Earlier this month, our own PWT gave some splendid information and directions to Eshqua Bog, where the "Showy" Lady's Slippers bloom in June.

I have to confess, I haven't spent as much time in the Woodstock Area as I would like. The majority of Arnold's photo-scenics seem to be clustered around this area and the only one of them I have personally captured is "Sleepy Hollow." The challenge, for me, is that Woodstock, itself, is one of the most congested areas during the foliage season, and very difficult to find any lodging, affordable or otherwise. I can see that I need to find an alternative location nearby and spend some fall time their soon.

Any information, comments or other "finds" in this area would certainly be welcome.

Phil: I am going to reproduce your post on the bog here as its own title. Hope you don't mind, but I would like it to be part of the permanent library of directions/information.


Posted: Sat Jun 27, 2009 10:31 am
by Andy
From PWT post, June 2009: (Lady’s Slippers)

"I went down to the Eshqua Bog in Hartland, VT to check out the rumor that there were Showy Lady Slippers there. Wow are they ever! They are in just one small area, but there are a lot of them. There were still quite a few that hadn't bloomed yet so there should be plenty to see next weekend and maybe the weekend ater then. The trail to the Bog starts on the Garvin Hill Road. There are 2 major ways to there. Driving route US 4 west from Quechee to Woodstock, turn left onto the Happy Valley Road that is next to the Taftsville Country Store and drive that to the end at the Harland Hill Road and turn right. Drive until you see the Garvin Hill Road on the left side and turn left onto the Garvin Hill Road. Drive past the Dunham Hill Road and look for a small parking area on the right. The trail is 50 feet past that parking area. There are signs. If you are driving route US 4 east through Woodstock Village, at the east of the village route US 4 takes a hard left turn. The Hartland Hill Road is at the top of that hard left turn, so basicly just go straight onto the Hartland Hill Road and drive that until you see the Garvin Hill Road on the right side and drive that to the parking area. When hiking the trail look for a bench and then look to the left for another trail going over a boardwalk. That is where the Lady Slippers are."
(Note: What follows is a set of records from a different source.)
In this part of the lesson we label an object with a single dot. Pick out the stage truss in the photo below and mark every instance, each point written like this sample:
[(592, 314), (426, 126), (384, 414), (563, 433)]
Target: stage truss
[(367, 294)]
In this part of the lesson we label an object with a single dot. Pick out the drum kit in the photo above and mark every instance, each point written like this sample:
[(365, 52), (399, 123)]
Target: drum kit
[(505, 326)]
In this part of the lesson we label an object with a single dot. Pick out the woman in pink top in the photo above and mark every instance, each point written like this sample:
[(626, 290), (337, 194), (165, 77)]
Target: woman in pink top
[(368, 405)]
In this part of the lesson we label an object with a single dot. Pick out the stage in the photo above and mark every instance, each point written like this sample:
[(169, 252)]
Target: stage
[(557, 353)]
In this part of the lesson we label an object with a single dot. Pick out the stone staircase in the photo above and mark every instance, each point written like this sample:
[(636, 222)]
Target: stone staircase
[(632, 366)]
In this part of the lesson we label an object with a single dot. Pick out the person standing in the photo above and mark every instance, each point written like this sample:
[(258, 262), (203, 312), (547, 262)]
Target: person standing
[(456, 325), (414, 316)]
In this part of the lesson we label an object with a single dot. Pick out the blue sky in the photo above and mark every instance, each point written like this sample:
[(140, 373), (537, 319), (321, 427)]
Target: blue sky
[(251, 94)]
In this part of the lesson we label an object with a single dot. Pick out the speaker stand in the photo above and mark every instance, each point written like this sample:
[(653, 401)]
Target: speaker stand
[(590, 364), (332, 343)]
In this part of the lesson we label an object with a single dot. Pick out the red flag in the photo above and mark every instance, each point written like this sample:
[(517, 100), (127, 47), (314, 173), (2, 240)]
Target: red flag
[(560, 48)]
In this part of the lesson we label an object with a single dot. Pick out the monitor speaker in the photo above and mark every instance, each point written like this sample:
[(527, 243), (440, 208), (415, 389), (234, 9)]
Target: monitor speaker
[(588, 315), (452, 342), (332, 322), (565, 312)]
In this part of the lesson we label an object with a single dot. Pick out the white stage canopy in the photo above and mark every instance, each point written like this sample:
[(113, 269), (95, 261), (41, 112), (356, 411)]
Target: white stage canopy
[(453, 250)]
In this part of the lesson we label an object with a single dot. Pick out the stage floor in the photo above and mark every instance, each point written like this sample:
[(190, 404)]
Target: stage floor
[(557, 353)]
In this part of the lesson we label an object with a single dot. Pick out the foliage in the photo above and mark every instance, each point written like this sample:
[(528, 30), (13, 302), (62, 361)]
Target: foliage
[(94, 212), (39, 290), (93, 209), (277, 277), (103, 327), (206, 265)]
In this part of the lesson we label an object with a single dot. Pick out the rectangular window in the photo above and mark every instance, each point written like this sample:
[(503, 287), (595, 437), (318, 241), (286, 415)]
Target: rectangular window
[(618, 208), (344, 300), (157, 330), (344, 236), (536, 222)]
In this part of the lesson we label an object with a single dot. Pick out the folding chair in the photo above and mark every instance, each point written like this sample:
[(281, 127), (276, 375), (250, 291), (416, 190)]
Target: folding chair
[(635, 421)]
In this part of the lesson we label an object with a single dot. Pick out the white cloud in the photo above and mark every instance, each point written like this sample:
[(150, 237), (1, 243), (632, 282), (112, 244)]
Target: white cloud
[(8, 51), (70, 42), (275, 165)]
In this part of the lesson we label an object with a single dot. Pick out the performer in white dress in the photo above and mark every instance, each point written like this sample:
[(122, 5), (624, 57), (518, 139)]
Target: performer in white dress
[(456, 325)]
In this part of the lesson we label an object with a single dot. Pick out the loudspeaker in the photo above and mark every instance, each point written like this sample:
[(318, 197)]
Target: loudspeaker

David Middleton, in his "Photographer's Guide to Vermont," also gives this little Bog, owned by the Nature Conservancy, a thumbs up. He notes that the approximate blooming times are:

Pink Lady's Slippers - Early June

Yellow Lady's Slippers - mid-June

Showy Lady's Slippers - third week of June


Posted: Sat Jun 27, 2009 10:47 am
by Andy
This is an "Arnold John Kaplan" iconic photo-scenic. It was featured in the June, Kaplan Iconic Post of the Month over on the Foliage Forum. You can see this classic photograph in Arnold's "Yellow Book" (the current version ships with a DVD slide show with his photos, as well as in "David Middleton's "Photographer's Guide to Vermont." Google "Sleepy Hollow Farm Vermont" and you will get some 30,000 hits, showing that there are numerous, creative views to be captured of this very photogenic scene.

As comments on the Kaplan Post, and in my PDF on photographing Vermont note, the scene has changed from some. The gravel drive, which in some photographs, has been made to appear as a road which continues on to somewhere (it actually end just beyond the barn), is now gated with an electronic gate, replete with security cameras. The gate makes it more difficult to capture Arnold's icon shot, but it still can be photographed from the public road.

The gate/camera combination is, no-doubt, there for a reason. Presumably owners got tired of everyone traipsing all over their property. Privacy really is something we all value, so please show some restraint when visiting this property. I was able to photograph it, gate and all.